Screenshot 2026-06-05 at 12.04.49.png

6 hours ago, BritManToo said:
15 hours ago, atpeace said:

No, I think Richard stumbled into a relationship where his money was of no concern. It happens at all levels in Foreigner/Thai relationships but has more to do with luck than anything else. I stumbled in such a relationship. Not because I cared or was looking for a lady that didn't need my money. In very rare situations foreigners by pure luck meet one of these unicorns :) Acting as if it is normal is bizarre and don't get where the other poster you replied to is coming from.

More likely he's either 1. deluding himself or 2. lying to us.

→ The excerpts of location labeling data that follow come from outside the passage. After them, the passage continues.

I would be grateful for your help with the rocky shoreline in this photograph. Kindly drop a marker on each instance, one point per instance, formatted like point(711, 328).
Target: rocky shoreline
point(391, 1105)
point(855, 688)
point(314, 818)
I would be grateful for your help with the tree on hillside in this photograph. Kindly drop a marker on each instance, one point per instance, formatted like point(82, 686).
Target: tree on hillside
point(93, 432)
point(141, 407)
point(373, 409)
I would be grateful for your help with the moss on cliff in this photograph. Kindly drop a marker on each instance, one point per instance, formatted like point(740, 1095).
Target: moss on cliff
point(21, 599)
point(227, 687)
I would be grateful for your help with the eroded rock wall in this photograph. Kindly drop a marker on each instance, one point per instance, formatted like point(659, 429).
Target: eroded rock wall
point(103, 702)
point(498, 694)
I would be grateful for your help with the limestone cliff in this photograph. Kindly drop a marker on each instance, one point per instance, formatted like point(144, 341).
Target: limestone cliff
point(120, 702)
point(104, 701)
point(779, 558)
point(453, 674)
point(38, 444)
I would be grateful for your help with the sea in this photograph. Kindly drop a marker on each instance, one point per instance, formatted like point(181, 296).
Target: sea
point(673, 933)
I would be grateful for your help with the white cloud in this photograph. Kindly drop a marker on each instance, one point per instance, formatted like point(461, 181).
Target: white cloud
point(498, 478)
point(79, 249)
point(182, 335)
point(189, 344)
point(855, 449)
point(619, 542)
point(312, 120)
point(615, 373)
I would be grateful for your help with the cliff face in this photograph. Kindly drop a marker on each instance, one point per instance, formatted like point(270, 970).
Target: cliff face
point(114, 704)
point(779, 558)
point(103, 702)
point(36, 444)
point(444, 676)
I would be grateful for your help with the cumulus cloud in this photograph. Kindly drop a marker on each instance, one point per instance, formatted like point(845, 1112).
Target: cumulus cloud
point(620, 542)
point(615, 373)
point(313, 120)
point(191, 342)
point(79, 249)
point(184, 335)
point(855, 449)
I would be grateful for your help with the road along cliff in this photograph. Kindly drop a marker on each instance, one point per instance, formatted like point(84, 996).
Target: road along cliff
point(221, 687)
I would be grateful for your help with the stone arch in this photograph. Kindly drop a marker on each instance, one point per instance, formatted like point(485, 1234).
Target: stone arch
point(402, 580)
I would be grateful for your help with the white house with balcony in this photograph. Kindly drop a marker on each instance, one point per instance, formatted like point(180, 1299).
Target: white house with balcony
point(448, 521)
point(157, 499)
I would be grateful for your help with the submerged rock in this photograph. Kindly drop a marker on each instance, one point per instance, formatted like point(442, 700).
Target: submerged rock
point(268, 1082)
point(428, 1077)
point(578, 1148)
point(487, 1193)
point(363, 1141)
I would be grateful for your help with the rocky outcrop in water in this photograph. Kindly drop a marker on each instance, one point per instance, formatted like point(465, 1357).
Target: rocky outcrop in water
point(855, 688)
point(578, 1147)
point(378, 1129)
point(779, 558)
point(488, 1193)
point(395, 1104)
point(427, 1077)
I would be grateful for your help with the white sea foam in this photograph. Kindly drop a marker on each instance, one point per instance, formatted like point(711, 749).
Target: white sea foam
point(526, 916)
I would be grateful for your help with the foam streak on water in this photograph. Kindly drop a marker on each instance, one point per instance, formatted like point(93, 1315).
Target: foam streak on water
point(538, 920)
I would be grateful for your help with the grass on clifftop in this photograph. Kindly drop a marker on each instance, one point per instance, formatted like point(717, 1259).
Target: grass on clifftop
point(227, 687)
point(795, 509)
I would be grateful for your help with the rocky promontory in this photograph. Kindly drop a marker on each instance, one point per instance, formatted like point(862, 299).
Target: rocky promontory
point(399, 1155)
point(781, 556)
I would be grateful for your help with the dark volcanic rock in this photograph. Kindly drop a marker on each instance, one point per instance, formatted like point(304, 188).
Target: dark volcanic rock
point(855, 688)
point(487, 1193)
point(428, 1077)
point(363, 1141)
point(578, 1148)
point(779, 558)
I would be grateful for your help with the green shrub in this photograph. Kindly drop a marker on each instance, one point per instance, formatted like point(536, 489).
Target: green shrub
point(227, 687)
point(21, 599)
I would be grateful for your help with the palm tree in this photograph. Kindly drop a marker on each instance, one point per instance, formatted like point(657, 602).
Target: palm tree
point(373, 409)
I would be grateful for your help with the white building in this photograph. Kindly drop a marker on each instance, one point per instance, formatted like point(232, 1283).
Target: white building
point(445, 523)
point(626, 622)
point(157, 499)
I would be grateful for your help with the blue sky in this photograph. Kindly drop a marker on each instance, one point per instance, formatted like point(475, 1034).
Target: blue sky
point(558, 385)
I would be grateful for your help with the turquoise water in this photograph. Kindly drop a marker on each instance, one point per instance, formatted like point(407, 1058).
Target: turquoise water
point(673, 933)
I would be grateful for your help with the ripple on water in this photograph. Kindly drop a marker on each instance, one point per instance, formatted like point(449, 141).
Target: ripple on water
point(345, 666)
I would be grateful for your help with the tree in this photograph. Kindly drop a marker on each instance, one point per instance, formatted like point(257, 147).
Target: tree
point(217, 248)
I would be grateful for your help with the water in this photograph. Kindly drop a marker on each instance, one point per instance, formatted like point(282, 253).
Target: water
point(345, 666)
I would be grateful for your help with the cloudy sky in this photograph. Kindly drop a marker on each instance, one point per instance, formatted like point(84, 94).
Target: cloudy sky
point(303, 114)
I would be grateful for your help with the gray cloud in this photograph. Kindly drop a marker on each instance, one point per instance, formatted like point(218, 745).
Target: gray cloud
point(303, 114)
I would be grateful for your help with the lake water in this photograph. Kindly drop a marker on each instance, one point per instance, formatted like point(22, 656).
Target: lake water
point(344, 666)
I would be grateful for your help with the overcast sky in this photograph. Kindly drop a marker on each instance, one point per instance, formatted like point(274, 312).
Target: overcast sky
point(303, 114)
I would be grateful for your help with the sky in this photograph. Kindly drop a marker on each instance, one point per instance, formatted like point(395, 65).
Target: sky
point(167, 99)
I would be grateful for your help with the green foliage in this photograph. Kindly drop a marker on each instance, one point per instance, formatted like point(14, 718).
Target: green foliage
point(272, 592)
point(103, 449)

I've met several guys of the 'I don't pay them to be with me' guys and their wives, they all had massive fails and asset losses after a while and they were all really nice guys.

The idea of a normal relationship is so alien to you that you simply can't believe they exist.

On a number of occasions you've told us how badly you've been burnt in the past. So badly, in fact, that anything outside a transactional, mercenary arrangement now seems beyond your comprehension. It's a perspective that calls for a little introspection, but that would require the very self-awareness and self-reflection you seem determined to avoid.

Ironically, it's probably that failure which prevents you from ever having achieved a healthy relationship in the first place.

That said, if you're happy to pay someone to pretend to love you, who am I to argue? I have a wife who pretends to ignore me half the time, so we're both investing in fantasies of one sort or another.